- Location: Northland Region, North Island
- Coordinates: 35°03′27″S 173°11′59″E﻿ / ﻿35.0575°S 173.1998°E
- Type: dune lake
- Catchment area: 97 hectares (240 acres)
- Basin countries: New Zealand
- Surface area: 34.9 hectares (86 acres)
- Max. depth: 7.3 metres (24 ft)
- Residence time: 14 months

= Lake Rotoroa (Northland) =

Lake in the North Island of New Zealand

 Lake Rotoroa is a dune lake in the Northland Region of New Zealand. It is located to the west of Awanui.

Lake Rotoroa is one of the larger lakes of the Sweetwater group of lakes. The lake has no defined inflows or outflows.
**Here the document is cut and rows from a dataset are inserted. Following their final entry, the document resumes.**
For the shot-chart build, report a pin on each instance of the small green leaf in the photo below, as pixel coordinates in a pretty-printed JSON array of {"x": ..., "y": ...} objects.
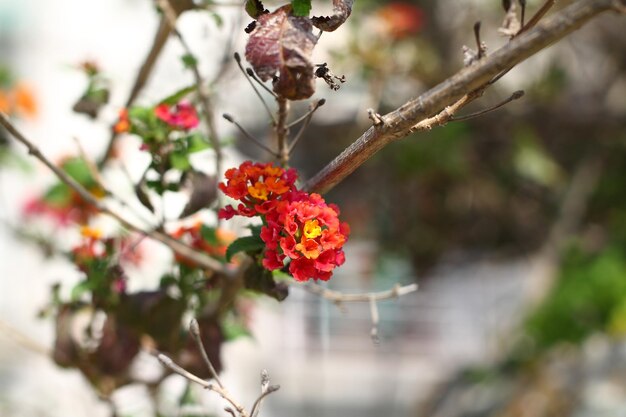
[
  {"x": 78, "y": 169},
  {"x": 255, "y": 8},
  {"x": 180, "y": 161},
  {"x": 244, "y": 244},
  {"x": 178, "y": 95},
  {"x": 234, "y": 330},
  {"x": 209, "y": 234},
  {"x": 58, "y": 195},
  {"x": 301, "y": 7}
]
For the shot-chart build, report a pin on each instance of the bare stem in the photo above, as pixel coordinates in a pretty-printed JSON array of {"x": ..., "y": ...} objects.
[
  {"x": 282, "y": 130},
  {"x": 515, "y": 96},
  {"x": 248, "y": 135},
  {"x": 399, "y": 122},
  {"x": 339, "y": 297},
  {"x": 307, "y": 119},
  {"x": 170, "y": 364},
  {"x": 194, "y": 329},
  {"x": 258, "y": 93},
  {"x": 205, "y": 100}
]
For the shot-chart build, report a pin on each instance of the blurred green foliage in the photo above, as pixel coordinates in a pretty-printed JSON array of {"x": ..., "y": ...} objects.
[{"x": 590, "y": 296}]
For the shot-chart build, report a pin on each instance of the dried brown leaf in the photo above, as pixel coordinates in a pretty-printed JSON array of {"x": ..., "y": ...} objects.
[
  {"x": 341, "y": 12},
  {"x": 280, "y": 49}
]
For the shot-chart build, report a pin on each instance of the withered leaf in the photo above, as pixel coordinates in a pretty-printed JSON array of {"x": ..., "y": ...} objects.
[
  {"x": 280, "y": 49},
  {"x": 255, "y": 8},
  {"x": 341, "y": 12}
]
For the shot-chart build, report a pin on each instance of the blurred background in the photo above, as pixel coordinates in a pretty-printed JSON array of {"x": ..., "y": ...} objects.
[{"x": 512, "y": 223}]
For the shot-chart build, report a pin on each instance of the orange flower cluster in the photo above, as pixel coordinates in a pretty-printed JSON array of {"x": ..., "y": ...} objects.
[
  {"x": 18, "y": 100},
  {"x": 298, "y": 227}
]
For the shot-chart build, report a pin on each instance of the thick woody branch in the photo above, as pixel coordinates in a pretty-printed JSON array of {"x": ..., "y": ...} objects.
[{"x": 399, "y": 122}]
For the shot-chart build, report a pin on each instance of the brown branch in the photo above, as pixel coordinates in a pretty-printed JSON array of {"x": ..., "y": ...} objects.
[
  {"x": 178, "y": 247},
  {"x": 163, "y": 32},
  {"x": 399, "y": 122},
  {"x": 339, "y": 297},
  {"x": 171, "y": 365},
  {"x": 282, "y": 130}
]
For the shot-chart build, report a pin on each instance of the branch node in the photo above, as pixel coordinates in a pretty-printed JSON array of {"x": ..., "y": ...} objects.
[{"x": 375, "y": 117}]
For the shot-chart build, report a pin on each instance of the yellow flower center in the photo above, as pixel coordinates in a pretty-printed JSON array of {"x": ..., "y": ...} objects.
[
  {"x": 312, "y": 229},
  {"x": 90, "y": 232},
  {"x": 259, "y": 191}
]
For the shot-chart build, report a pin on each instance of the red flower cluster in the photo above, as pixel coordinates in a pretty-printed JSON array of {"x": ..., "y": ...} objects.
[
  {"x": 182, "y": 115},
  {"x": 123, "y": 122},
  {"x": 401, "y": 19},
  {"x": 296, "y": 225}
]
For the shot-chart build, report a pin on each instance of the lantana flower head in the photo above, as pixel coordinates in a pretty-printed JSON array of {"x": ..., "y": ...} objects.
[
  {"x": 182, "y": 115},
  {"x": 123, "y": 122},
  {"x": 309, "y": 233},
  {"x": 298, "y": 227}
]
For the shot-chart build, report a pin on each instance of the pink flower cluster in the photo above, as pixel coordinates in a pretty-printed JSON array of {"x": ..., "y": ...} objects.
[
  {"x": 297, "y": 226},
  {"x": 182, "y": 115}
]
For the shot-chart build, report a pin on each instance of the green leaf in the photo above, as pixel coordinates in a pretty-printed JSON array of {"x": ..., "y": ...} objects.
[
  {"x": 301, "y": 7},
  {"x": 233, "y": 330},
  {"x": 180, "y": 161},
  {"x": 255, "y": 8},
  {"x": 58, "y": 195},
  {"x": 247, "y": 244},
  {"x": 178, "y": 95},
  {"x": 78, "y": 169},
  {"x": 197, "y": 143}
]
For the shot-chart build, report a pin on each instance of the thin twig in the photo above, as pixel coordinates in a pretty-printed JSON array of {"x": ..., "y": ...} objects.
[
  {"x": 282, "y": 130},
  {"x": 339, "y": 297},
  {"x": 252, "y": 75},
  {"x": 205, "y": 100},
  {"x": 266, "y": 389},
  {"x": 515, "y": 96},
  {"x": 375, "y": 320},
  {"x": 399, "y": 122},
  {"x": 315, "y": 105},
  {"x": 258, "y": 93},
  {"x": 248, "y": 135},
  {"x": 537, "y": 16},
  {"x": 170, "y": 364},
  {"x": 194, "y": 329},
  {"x": 307, "y": 119},
  {"x": 160, "y": 38},
  {"x": 97, "y": 176},
  {"x": 178, "y": 247},
  {"x": 447, "y": 114}
]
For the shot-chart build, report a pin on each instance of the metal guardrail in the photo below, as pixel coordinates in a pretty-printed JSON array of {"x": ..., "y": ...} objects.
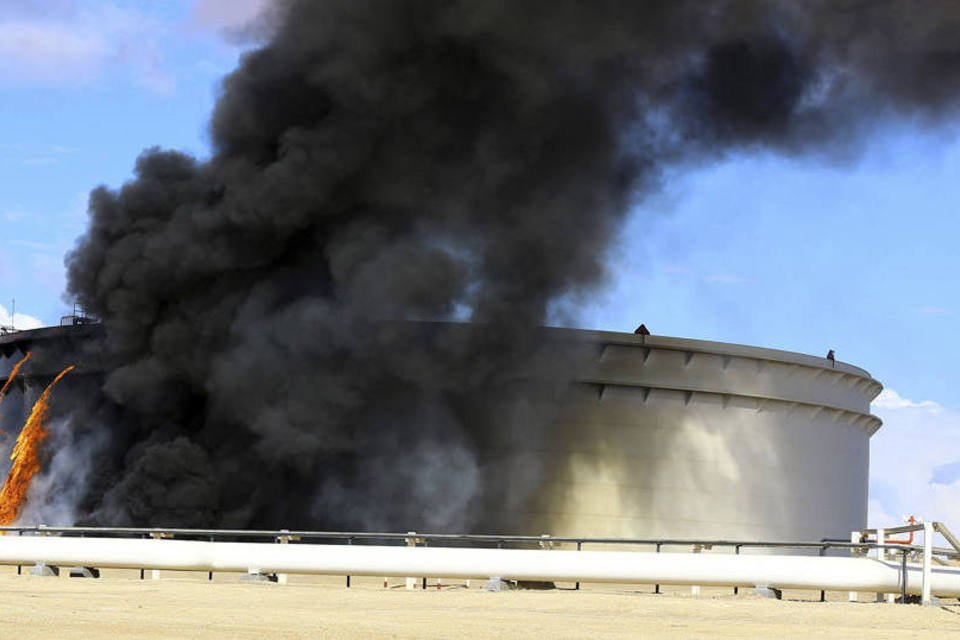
[{"x": 412, "y": 538}]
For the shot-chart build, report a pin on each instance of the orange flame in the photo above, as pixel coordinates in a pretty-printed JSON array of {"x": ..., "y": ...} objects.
[
  {"x": 13, "y": 375},
  {"x": 26, "y": 455}
]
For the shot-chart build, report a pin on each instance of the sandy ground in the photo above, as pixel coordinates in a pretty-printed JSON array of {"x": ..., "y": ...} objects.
[{"x": 187, "y": 606}]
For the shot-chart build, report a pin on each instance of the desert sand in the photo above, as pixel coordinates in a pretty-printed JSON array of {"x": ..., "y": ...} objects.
[{"x": 186, "y": 605}]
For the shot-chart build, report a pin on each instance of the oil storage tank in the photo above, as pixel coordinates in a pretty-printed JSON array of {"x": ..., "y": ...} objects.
[
  {"x": 676, "y": 438},
  {"x": 657, "y": 437}
]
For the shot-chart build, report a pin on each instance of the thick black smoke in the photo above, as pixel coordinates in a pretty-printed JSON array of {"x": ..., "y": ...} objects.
[{"x": 381, "y": 162}]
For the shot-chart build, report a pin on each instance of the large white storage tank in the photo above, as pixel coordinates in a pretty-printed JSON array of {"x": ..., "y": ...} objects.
[{"x": 677, "y": 438}]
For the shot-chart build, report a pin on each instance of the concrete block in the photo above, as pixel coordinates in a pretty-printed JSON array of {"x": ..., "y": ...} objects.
[
  {"x": 44, "y": 570},
  {"x": 766, "y": 591},
  {"x": 536, "y": 585},
  {"x": 257, "y": 577}
]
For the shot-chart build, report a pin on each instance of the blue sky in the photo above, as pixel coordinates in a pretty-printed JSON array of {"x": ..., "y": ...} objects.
[{"x": 855, "y": 254}]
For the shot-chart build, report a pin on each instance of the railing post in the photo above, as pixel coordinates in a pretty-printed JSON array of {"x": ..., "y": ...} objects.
[
  {"x": 823, "y": 594},
  {"x": 656, "y": 587},
  {"x": 284, "y": 538},
  {"x": 903, "y": 575},
  {"x": 349, "y": 543},
  {"x": 926, "y": 596},
  {"x": 881, "y": 556},
  {"x": 579, "y": 547},
  {"x": 736, "y": 552},
  {"x": 854, "y": 539},
  {"x": 155, "y": 573}
]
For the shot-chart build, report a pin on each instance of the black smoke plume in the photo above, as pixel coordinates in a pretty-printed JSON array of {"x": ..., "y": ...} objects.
[{"x": 379, "y": 164}]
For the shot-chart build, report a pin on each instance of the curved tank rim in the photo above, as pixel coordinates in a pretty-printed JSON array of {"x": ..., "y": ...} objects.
[
  {"x": 598, "y": 335},
  {"x": 719, "y": 348}
]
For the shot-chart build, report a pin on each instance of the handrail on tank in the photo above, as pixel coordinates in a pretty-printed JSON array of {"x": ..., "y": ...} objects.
[{"x": 351, "y": 536}]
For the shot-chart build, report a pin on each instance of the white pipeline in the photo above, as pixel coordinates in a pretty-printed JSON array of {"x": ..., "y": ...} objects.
[{"x": 784, "y": 572}]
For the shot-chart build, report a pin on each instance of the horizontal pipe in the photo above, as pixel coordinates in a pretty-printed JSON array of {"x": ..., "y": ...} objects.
[{"x": 784, "y": 572}]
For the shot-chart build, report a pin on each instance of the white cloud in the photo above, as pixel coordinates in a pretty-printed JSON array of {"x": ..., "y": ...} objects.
[
  {"x": 914, "y": 461},
  {"x": 726, "y": 278},
  {"x": 21, "y": 321},
  {"x": 77, "y": 44},
  {"x": 934, "y": 310},
  {"x": 227, "y": 14},
  {"x": 890, "y": 399}
]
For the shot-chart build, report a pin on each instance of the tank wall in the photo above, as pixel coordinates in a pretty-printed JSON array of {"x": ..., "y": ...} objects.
[{"x": 674, "y": 443}]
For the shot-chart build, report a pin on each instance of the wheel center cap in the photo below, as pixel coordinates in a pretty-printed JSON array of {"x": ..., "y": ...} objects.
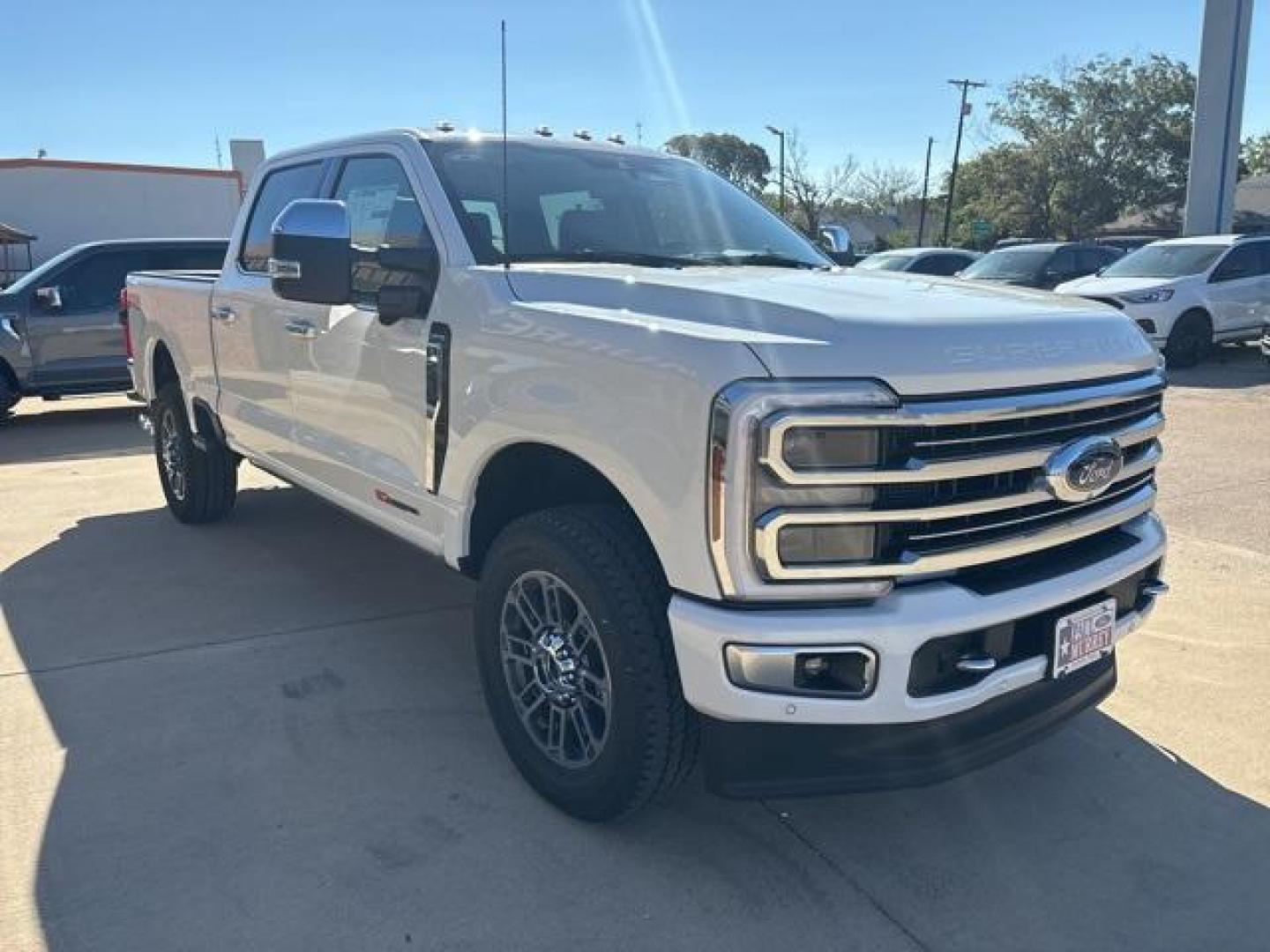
[{"x": 556, "y": 666}]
The lake catchment is predominantly pastoral. The lake is completely fenced, and with development of riparian vegetation this may reduce nutrient inputs from the catchment, particularly on formally grazed lake margins.

The Bushland Trust, working with the Department of Conservation and Northland Regional Council is undertaking restoration at Lake Rotoroa, as well as other nearby dune lakes, such as Lake Heather, Lake Rotokawau, Lake Ngatu, Lake Gem, and Lake Ngakapua.

The water quality of the lake is monitored by Northland Regional Council.

==Etymology==
In Māori, rotoroa means "long lake" (roto = lake, roa = long).